A Huppert sendo psicopata já é motivo o bastante para amar qualquer filme, mas o novo filme de Neil Jordan supera todas as expectativas. Colocando a maternidade super protetora como fonte de horror, Obsessão sustenta um clima de tensão constante e crescente, ao mesmo tempo em que mantém um pézinho no camp (um camp muito do elegante, mas ainda assim camp). Insano, assustador, engraçado e divertido.

O mau exemplo de Cameron Post (Desiree Akhavan)

Chloe Grace Moretz tá sabendo muito bem escolher seus projetos. Enquanto todo mundo chorava as pitanga por causa do cancelamento do fraco e higienizado Boy erased, O mau exemplo de Cameron Post acabou passando pelo circuito nacional sem causar comoções. A ironia disso tudo é que o filme também fala sobre terapia de conversão, mas de um jeito muito mais potente e centrado na experiência dos indivíduos queer, e não no sofrimento dos cisheteros. É um coming of age muito bonito e que consegue muito bem conciliar a urgência do seu tema sem demonizar a fé alheia.

O peso do passado (Karyn Kusama)

Uma grande tendência do cinema contemporâneo é o de cineastas mulheres se apropriando de gêneros historicamente masculinos não apenas para subverter os seus códigos, mas para implodir suas estruturas. Em O peso do passado, Kusama parte do cinema noir para tratar de temas tradicionais do melodrama (maternidade, amores que não acabem bem, cicatrizes do passado que ainda sangram no presente, a condição da mulher na sociedade). De maneira muito delicada e sofisticada, a diretora injeta pathos na narrativa do (anti) herói, em um dos melhores papéis de Nicole Kidman. Infelizmente, é um filme que foi bastante prejudicado pela obsessão naturalista da contemporaneidade, onde a maquiagem exagerada da protagonista foi encarada como um erro de produção (que ninguém ali foi capaz de perceber) e não uma escolha legítima. Mas para quem tiver a capacidade de olhar um pouco além da busca por realidade, a obra (incluindo a supracitada maquiagem) tem muito a oferecer.

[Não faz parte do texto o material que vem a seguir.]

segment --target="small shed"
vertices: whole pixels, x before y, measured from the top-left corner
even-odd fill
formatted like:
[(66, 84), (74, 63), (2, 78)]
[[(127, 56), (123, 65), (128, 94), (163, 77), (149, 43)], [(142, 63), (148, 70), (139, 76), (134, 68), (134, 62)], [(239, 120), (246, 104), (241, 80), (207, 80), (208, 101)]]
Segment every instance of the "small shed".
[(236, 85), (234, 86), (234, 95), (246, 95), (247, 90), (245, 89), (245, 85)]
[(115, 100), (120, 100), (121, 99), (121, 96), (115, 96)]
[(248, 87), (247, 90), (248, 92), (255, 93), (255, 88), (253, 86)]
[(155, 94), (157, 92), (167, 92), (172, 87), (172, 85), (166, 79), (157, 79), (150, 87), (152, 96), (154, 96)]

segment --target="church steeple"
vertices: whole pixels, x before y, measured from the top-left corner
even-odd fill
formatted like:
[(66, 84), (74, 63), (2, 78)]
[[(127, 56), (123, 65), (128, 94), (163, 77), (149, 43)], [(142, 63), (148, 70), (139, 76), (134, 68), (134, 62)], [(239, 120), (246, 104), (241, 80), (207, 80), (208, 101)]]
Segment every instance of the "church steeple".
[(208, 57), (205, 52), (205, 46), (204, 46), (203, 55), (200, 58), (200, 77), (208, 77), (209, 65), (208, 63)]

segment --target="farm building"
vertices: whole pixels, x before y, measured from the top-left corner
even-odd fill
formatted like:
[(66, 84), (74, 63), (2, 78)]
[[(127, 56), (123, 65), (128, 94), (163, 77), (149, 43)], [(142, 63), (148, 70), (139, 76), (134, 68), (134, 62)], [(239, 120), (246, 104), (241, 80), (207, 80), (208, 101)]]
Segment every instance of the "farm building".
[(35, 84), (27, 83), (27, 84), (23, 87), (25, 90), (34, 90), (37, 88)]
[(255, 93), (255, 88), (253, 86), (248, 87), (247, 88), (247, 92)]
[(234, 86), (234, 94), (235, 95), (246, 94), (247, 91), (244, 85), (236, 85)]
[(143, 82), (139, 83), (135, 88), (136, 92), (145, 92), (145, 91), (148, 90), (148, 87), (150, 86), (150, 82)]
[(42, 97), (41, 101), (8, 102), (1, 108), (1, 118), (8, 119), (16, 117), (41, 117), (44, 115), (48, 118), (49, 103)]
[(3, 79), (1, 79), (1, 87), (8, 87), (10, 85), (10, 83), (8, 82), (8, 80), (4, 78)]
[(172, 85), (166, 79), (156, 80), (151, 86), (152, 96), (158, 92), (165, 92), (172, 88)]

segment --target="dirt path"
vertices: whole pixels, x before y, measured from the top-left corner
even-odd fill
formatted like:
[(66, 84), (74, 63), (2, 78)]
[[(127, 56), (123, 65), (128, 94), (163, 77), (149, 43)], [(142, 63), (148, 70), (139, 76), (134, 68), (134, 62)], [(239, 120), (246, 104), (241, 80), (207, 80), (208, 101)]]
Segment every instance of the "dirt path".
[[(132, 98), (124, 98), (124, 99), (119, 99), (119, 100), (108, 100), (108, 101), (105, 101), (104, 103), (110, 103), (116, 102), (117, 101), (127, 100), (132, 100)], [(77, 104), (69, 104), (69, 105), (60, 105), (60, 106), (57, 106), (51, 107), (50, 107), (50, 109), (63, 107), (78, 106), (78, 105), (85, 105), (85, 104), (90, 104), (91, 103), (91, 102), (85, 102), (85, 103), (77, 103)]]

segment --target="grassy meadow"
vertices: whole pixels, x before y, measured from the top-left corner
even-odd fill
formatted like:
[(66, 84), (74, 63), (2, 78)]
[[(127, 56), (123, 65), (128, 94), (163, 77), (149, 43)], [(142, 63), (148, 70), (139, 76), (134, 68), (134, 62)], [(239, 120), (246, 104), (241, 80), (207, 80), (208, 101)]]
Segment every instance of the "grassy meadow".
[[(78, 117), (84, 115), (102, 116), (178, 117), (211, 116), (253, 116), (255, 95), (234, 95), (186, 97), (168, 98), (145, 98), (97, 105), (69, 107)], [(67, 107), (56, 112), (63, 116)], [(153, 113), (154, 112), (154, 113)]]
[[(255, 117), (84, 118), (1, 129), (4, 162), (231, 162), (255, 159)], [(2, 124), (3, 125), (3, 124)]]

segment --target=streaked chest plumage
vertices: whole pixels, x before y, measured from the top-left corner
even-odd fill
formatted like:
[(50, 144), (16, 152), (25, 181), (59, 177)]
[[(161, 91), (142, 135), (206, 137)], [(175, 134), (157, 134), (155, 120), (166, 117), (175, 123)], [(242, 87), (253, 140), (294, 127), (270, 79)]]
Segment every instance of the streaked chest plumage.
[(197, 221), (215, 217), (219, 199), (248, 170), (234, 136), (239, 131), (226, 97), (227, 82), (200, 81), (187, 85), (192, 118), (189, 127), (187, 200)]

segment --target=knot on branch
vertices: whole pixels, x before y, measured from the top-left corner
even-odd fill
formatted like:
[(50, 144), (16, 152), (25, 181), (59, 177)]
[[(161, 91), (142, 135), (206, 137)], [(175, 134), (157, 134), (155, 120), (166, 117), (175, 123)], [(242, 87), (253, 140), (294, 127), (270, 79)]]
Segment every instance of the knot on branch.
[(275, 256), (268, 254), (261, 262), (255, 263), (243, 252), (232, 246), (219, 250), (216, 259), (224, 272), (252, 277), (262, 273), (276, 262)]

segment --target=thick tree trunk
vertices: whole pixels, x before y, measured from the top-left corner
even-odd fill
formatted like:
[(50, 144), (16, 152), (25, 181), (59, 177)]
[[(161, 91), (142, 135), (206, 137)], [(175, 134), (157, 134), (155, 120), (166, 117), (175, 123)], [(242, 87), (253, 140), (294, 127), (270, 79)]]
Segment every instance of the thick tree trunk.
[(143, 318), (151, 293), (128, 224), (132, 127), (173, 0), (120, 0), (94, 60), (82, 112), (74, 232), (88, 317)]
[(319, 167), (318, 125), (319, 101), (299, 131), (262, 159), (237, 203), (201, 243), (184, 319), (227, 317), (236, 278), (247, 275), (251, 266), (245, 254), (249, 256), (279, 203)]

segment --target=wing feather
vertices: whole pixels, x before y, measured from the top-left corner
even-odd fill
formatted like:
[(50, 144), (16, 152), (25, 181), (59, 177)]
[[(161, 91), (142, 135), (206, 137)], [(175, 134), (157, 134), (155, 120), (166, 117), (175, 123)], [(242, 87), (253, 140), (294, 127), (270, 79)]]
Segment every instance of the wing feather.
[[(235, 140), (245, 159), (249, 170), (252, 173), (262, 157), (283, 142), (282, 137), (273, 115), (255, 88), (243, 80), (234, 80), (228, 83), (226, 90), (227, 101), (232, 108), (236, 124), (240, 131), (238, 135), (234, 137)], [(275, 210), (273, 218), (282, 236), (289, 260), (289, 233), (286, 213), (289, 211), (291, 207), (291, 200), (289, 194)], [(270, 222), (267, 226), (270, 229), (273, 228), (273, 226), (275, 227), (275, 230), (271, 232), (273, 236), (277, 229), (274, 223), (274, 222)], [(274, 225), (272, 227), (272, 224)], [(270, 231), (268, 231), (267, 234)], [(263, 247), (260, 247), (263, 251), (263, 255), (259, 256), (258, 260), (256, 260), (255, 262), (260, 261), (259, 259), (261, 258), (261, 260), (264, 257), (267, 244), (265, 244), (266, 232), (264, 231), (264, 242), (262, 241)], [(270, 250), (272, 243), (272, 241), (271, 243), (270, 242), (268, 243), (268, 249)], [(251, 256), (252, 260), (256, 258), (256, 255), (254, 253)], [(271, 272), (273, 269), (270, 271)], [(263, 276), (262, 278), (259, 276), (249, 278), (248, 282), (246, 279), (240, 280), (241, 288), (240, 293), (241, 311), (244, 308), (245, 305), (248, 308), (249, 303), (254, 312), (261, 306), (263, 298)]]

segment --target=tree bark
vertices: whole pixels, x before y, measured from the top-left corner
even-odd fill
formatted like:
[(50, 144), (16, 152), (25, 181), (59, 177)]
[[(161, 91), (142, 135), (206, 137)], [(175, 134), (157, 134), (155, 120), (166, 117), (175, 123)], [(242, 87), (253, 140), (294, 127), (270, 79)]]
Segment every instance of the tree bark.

Poderia me perdoar? (Marielle Heller)

Um dos melhores filmes da temporada de premiações e único vencedor possível para as categorias de ator coadjuvante e roteiro adaptado (e ainda merecia facilmente uma vaguinha em direção). Contando a história real de uma escritora decadente que passa a cometer pequenos crimes para sobreviver, Heller trata de aspectos da experiência queer que geralmente são jogados para debaixo do tapete em nome da criação de um arquétipo saudável da comunidade LGBT, mas sem nunca apelar para a espetacularização da miséria. Os temas podem ser pesados, mas os dois personagens principais são cheios de vida, mesmo quando estão reclamando dela. The queer art of failure e toda sua potência transgressora.

Vidas duplas (Olivier Assayas)

Em tempos que o moralismo tecnofóbico de Black Mirror é venerado como crítica bem elaborada, é muito revigorante ver um filme que consegue discutir o surgimento de novas tecnologias e suas possíveis consequências (boas e ruins) de maneira tão madura. E que tudo isso seja embalado por uma série de relações extraconjugais só torna tudo ainda mais delicioso. O declínio do império americano na era do kindle.

Vox Lux — O preço da fama (Brady Corbet)

Comecei o texto dizendo que não pretendia falar sobre melhores do ano ainda, mas já posso afirmar sem qualquer dúvida que Vox Lux é o melhor filme do ano, talvez da década. Como é declarado nos próprios créditos do filme, Brady Corbet assume o plano ambicioso de fazer um retrato do século XXI e ele entrega o que promete. Terrorismo, cultura pop, internet e como tudo isso conflui na nossa vida cotidiana. Como nota o crítico Armond White, esse é o verdadeiro Nasce uma estrela da geração millennial. Obra-prima sem defeitos.